《遺言書を書いた方がいい人とは?》

できれば日本人全員が遺言を遺す社会を目指したい

常日頃から、少なくとも社会人になったら全ての人に遺言を書いてほしいと考えています。

人間の死亡率は100%ですが、いつ死ぬかは誰にもわかりません。
もしかしたら、今日、駅の階段から歩きスマホをしていたため落ちて亡くなるかもしれないのです。

なにも困らないと思う人もいるかもしれませんが、若くても遺言を書いてなかったために遺された家族が困る場合もあるかもしれません。
例えば、29歳の新婚の女性が事故で急死しました。家族は夫と結婚する間まで一緒に暮らしていた母親。
資産運用好きで、株や投資信託を少々と購入したばかりの新居は夫と本人の名義です。
両親は離婚をしていて、子供のころに別れた父親はどこにいるかわかりません。
相続人はそのどこにいるかわからない父親と一緒に暮らしていた母親に新婚の夫となります。
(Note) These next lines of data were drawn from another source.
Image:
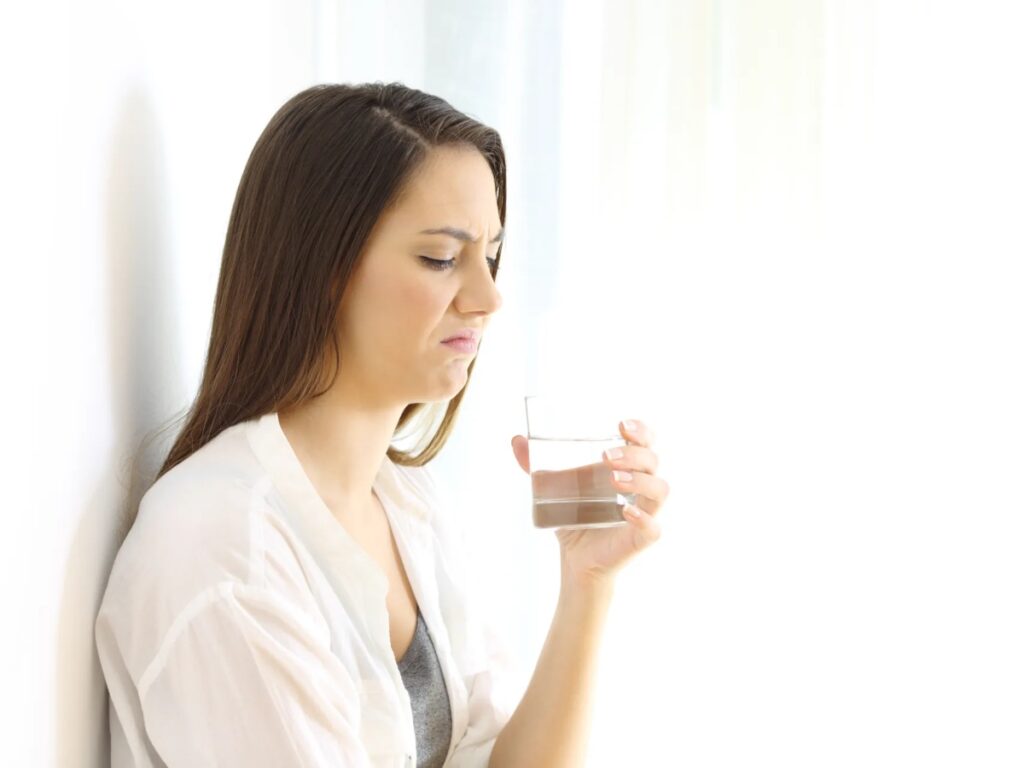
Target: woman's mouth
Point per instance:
(467, 346)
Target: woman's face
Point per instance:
(398, 307)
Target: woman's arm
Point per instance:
(551, 725)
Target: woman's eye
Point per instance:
(437, 263)
(440, 264)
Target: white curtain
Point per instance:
(791, 227)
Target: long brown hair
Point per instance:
(329, 163)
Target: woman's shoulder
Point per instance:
(194, 528)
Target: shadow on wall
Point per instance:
(144, 366)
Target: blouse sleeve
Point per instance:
(488, 709)
(244, 678)
(489, 664)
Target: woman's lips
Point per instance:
(461, 345)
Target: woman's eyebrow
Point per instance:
(461, 233)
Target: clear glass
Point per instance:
(571, 483)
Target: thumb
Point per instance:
(520, 449)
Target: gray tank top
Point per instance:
(421, 672)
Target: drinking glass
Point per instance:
(571, 484)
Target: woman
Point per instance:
(291, 593)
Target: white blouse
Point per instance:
(242, 625)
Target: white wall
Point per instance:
(793, 227)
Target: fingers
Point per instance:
(637, 432)
(632, 459)
(645, 526)
(651, 491)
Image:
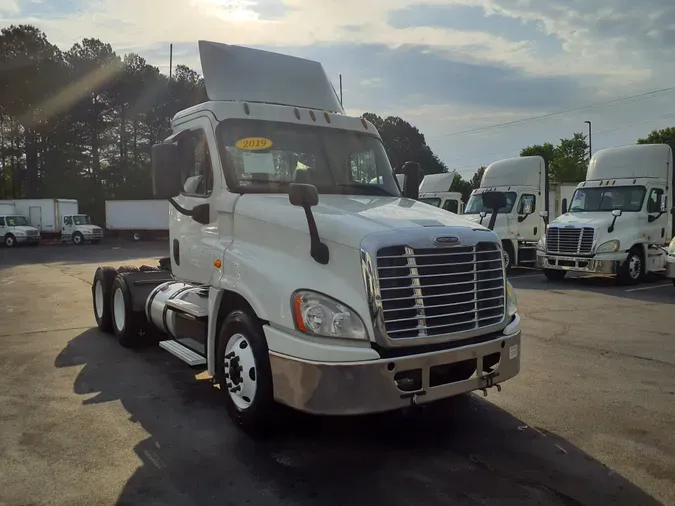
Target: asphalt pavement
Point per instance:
(589, 421)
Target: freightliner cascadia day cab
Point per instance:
(435, 191)
(296, 282)
(520, 223)
(618, 221)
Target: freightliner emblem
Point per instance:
(447, 240)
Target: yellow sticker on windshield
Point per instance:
(253, 143)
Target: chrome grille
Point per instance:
(569, 240)
(430, 292)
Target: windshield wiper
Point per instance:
(366, 188)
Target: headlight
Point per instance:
(671, 248)
(609, 247)
(319, 315)
(511, 300)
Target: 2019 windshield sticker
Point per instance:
(253, 143)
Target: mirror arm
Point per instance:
(179, 208)
(318, 249)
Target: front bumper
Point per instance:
(593, 265)
(355, 388)
(670, 267)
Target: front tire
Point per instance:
(554, 274)
(244, 373)
(127, 324)
(632, 270)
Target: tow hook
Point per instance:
(490, 383)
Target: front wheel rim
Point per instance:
(98, 299)
(118, 309)
(241, 373)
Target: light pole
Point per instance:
(590, 141)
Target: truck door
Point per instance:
(35, 217)
(193, 244)
(656, 230)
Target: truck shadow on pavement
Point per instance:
(469, 452)
(68, 254)
(653, 289)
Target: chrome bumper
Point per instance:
(577, 264)
(370, 387)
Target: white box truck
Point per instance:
(137, 218)
(308, 285)
(435, 191)
(60, 218)
(618, 221)
(15, 228)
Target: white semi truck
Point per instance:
(59, 218)
(618, 221)
(306, 285)
(519, 224)
(15, 228)
(137, 218)
(435, 191)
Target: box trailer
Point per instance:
(59, 218)
(137, 218)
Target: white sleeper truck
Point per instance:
(618, 221)
(435, 191)
(519, 223)
(14, 228)
(291, 277)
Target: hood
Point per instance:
(348, 219)
(90, 228)
(593, 220)
(23, 228)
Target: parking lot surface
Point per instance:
(589, 420)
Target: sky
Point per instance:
(470, 74)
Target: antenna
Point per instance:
(341, 89)
(170, 61)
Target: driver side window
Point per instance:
(525, 198)
(196, 164)
(654, 201)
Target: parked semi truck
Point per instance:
(435, 190)
(306, 285)
(618, 221)
(15, 228)
(59, 218)
(137, 218)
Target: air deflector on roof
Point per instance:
(251, 75)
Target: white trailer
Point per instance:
(14, 228)
(60, 218)
(309, 286)
(618, 221)
(435, 190)
(138, 218)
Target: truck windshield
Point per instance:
(82, 219)
(16, 221)
(598, 199)
(266, 157)
(475, 204)
(433, 201)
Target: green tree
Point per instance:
(404, 142)
(663, 136)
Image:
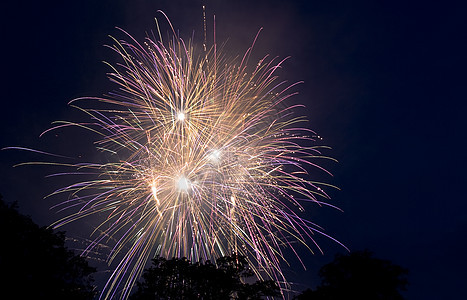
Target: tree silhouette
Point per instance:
(35, 264)
(359, 276)
(178, 278)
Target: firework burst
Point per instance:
(204, 159)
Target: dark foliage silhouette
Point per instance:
(35, 264)
(359, 276)
(178, 278)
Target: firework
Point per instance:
(204, 158)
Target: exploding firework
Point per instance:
(204, 158)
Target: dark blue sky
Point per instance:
(384, 84)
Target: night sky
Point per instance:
(384, 85)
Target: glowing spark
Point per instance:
(183, 184)
(245, 158)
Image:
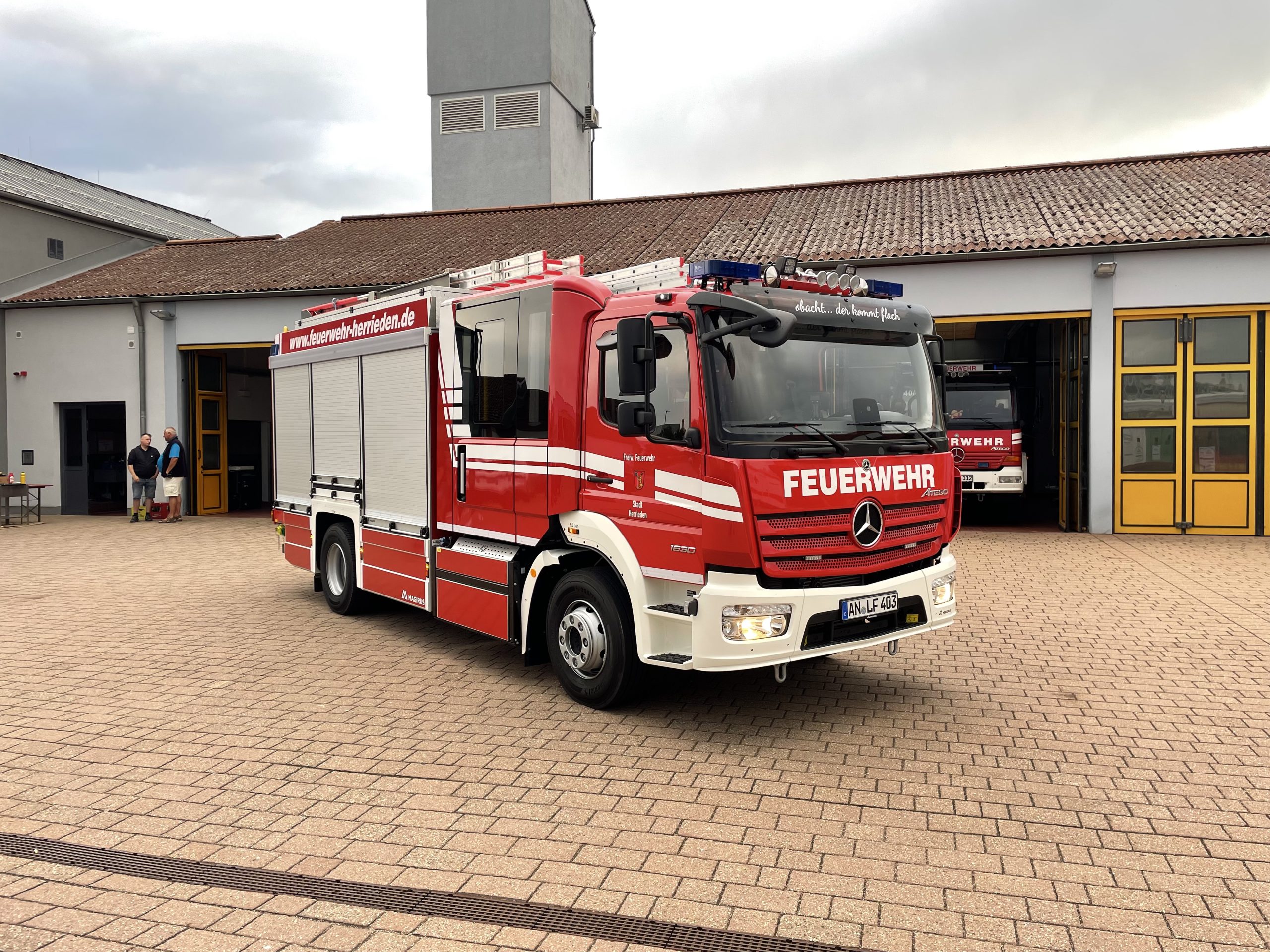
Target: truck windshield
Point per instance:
(847, 382)
(982, 407)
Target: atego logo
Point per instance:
(851, 480)
(352, 328)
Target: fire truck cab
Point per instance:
(985, 429)
(713, 466)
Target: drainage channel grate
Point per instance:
(492, 910)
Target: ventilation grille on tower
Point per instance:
(515, 111)
(466, 115)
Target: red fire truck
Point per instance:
(710, 466)
(983, 428)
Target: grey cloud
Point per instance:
(229, 127)
(97, 98)
(981, 83)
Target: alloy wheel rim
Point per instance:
(583, 640)
(336, 570)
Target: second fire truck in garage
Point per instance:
(985, 431)
(711, 466)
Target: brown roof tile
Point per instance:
(1070, 205)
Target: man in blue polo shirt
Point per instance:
(172, 470)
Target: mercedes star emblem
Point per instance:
(867, 524)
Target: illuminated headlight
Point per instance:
(754, 622)
(943, 590)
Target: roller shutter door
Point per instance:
(394, 390)
(337, 420)
(293, 437)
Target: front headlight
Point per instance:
(943, 590)
(754, 622)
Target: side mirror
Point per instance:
(636, 357)
(935, 348)
(634, 418)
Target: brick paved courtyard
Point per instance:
(1081, 763)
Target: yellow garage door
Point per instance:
(1188, 447)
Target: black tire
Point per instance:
(338, 570)
(593, 603)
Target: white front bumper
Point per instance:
(990, 480)
(710, 651)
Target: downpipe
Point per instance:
(141, 361)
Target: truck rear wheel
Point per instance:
(338, 567)
(591, 640)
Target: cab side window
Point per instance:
(670, 398)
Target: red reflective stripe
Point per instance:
(391, 540)
(473, 608)
(395, 561)
(298, 555)
(466, 564)
(408, 591)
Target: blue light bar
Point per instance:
(717, 268)
(885, 289)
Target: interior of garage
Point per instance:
(1044, 361)
(230, 408)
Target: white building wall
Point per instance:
(80, 352)
(70, 355)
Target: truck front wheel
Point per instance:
(338, 568)
(591, 639)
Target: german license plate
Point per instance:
(869, 606)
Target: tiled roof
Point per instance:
(1072, 205)
(35, 183)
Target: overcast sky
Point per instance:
(271, 117)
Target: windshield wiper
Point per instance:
(916, 429)
(836, 443)
(995, 424)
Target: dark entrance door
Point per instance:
(94, 459)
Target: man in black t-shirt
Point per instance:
(144, 466)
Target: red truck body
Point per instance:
(517, 506)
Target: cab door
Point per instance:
(651, 486)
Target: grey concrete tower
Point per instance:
(512, 87)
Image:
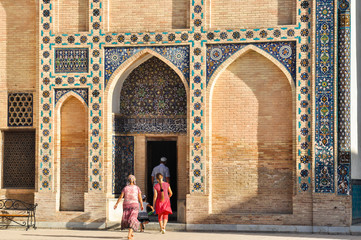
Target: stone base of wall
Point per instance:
(273, 228)
(329, 210)
(48, 210)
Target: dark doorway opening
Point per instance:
(156, 150)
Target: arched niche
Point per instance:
(251, 126)
(72, 166)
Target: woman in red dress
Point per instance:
(162, 193)
(132, 198)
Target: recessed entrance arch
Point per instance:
(147, 98)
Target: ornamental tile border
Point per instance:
(324, 97)
(344, 81)
(303, 96)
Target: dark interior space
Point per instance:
(156, 150)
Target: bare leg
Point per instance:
(161, 224)
(165, 221)
(130, 233)
(160, 220)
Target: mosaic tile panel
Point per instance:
(303, 92)
(153, 99)
(150, 125)
(71, 60)
(197, 94)
(60, 92)
(123, 161)
(324, 97)
(19, 159)
(178, 55)
(20, 109)
(284, 52)
(344, 81)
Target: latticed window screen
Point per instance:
(19, 159)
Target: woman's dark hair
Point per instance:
(159, 176)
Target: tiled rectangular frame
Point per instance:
(196, 38)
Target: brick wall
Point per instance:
(72, 15)
(148, 15)
(73, 162)
(252, 157)
(18, 52)
(251, 14)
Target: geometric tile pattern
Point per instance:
(324, 97)
(344, 81)
(284, 52)
(178, 55)
(153, 99)
(158, 125)
(19, 159)
(123, 161)
(304, 97)
(71, 60)
(20, 109)
(60, 92)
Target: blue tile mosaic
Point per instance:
(20, 109)
(356, 199)
(71, 60)
(344, 82)
(60, 92)
(123, 161)
(324, 97)
(153, 99)
(150, 125)
(284, 52)
(115, 56)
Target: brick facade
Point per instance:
(248, 156)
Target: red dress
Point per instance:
(162, 207)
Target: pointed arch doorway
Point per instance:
(149, 105)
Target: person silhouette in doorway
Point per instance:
(163, 169)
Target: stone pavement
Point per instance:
(61, 234)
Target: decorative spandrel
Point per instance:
(71, 60)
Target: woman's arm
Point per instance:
(170, 193)
(120, 198)
(140, 200)
(150, 206)
(154, 196)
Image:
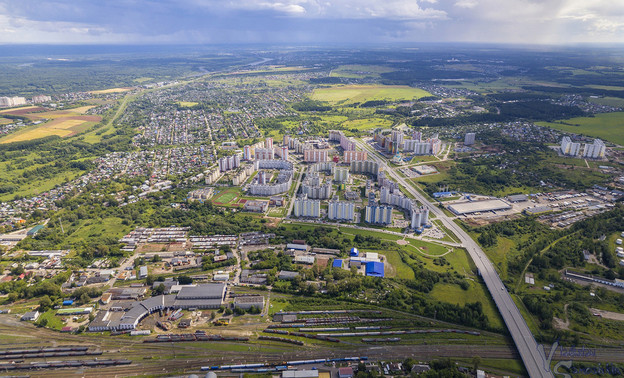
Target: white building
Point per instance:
(595, 150)
(247, 155)
(469, 139)
(341, 210)
(313, 155)
(365, 166)
(229, 162)
(570, 148)
(429, 147)
(420, 217)
(341, 174)
(305, 207)
(378, 214)
(265, 154)
(12, 101)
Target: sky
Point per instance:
(549, 22)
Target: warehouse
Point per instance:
(470, 207)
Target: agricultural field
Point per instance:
(63, 123)
(357, 71)
(607, 126)
(367, 123)
(113, 90)
(226, 197)
(349, 94)
(608, 101)
(187, 104)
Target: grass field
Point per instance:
(63, 123)
(367, 123)
(476, 293)
(187, 104)
(346, 94)
(102, 227)
(112, 90)
(356, 71)
(608, 126)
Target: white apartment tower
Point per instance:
(469, 139)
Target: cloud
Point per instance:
(468, 4)
(292, 21)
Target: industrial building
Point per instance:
(470, 207)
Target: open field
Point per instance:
(367, 123)
(21, 110)
(112, 90)
(347, 94)
(359, 71)
(187, 104)
(226, 196)
(607, 126)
両親の法定相続分は3分の一ですから父親が6分の一、母親が6分の一。

夫は3分の二です。
まずは、父親の所在確認から始める必要があります。
所在が分かれば、3人で遺産分割協議をします。
もちろん、士業に依頼して所在から遺産分割まで交渉をお願いすることはできます。
その場合は士業への報酬がかかりますし、父親が遺産を要求してきたらもちろん、法定相続分は渡す必要があります。
このようなケースは、離婚家庭が増えている昨今、決して珍しいケースではないと思います。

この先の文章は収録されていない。